Ma tutte queste sono parole eccessive, inutili a descrivere l’attuale situazione italiana. C’è chi, molto più semplicemente parla di “casta”. Zagrebelsky, più forbito, di oligarchie. Difficile spiegare meglio un mondo politico (e di conseguenza mediatico, nella nostra situazione bloccata e malata) perfettamente autoreferenziale. Marrazzo che torna in tv o Giannino in radio sono emblematici di una classe che si autoalimenta. Chi sta dentro, chi fa parte delle conventicole, può riemergere anche da situazioni che, in qualunque altro settore, lo darebbero per spacciato. Complice il sistema elettorale, abbiamo una serie di protagonisti della vita pubblica che probabilmente nessun elettore vorrebbe scegliere. Casini o Formigoni, non si sa a rappresentanza di chi, dettano linee politiche. La Finocchiaro, ripetutamente bocciata dai suoi elettori, sembra predestinata a ruoli di grandissimo rilievo. La Bindi all’Antimafia. I dirigenti del Pd, sempre gli stessi, constatata la propria impresentabilità, si affidano a uno sconosciuto per arginare quello che vivono come un cancro intestino, ma è l’unico ad essere popolare. In Parlamento siede ancora gente come Rutelli. La Polverini è di nuovo in sella. In ordine sparso, Buttiglione, Razzi, Scilipoti. Le percentuali che le larghe intese hanno in Parlamento non hanno alcun corrispettivo nel Paese. In prove attoriali di grandissimo spessore, tutti fingono di non sapere che chi aveva votato Berlusconi era contro la sinistra; chi votava a sinistra era contro Berlusconi.

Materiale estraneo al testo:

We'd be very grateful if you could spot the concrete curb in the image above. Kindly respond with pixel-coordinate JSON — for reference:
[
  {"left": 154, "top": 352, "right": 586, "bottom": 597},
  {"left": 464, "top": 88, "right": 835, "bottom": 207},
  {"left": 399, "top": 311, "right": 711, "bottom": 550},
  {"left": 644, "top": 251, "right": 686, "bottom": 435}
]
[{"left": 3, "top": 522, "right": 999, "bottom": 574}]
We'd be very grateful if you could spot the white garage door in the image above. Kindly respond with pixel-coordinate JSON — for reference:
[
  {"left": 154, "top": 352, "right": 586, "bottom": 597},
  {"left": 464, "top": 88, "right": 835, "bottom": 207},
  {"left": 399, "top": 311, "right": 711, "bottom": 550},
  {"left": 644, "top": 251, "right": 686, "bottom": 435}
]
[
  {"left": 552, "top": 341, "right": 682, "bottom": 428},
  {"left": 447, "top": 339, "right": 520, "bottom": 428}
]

Tutti questi concetti, la confusione tra destra e sinistra, tra conservatori e progressisti, l’assoluta imperturbabilità di fronte ai dati della realtà, l’inossidabilità di ceto, le indiscusse capacità recitative trovano una miracolosa incarnazione in un solo volto: Capezzone. È qui che il colmo della contraddizione tra paese reale e palazzo trova il suo apice: da radicale consumato, può star bene con qualunque forza politica dentro il Parlamento, pur godendo dell’unanimità dei dissensi tra la gente comune. Vien da sospettare che Berlusconi, che avrebbe ben altre personcine più gradevoli da piazzare come portavoce, ce lo spiattella a dispetto per suscitare i 5 minuti di incazzatura collettiva di orwelliana memoria. L’innata capacità di difendere, con convinzione invidiabile, qualunque posizione, benché antitetica. Una faccia da schiaffi, si direbbe: e quando qualcuno passò dalle parole ai fatti, prendendolo a pugni sotto palazzo Grazioli, si consumò l’ennesimo scollamento tra politica e società. Tutti i partiti si lanciarono in attestazioni di solidarietà, parole dure (e giustissime) contro ogni forma di violenza. Neanche uno che, seppur con giri di parole che in politichese criptico volessero accennare a un vago: “se l’è un po’ cercata”. Intanto nel web un effluvio di adesioni, nessuno escluso, da destra sinistra e centro; individui normalmente moderati, pacifici, nonviolenti, pronti a assumersi la paternità dell’atto, con conseguente responsabilità penale. P

er quel che mi è capitato di sperimentare, chiedendo spiegazioni, anche i più accaniti dei berlusconiani di fronte al solo nominare del loro portavoce, allargano le braccia con un sorriso. Voglio però chiudere con un appello: mi si trovi un elettore di destra disposto a difenderlo, definendolo un bravo ragazzo, molto preparato, e io prometto di non nominarlo mai più.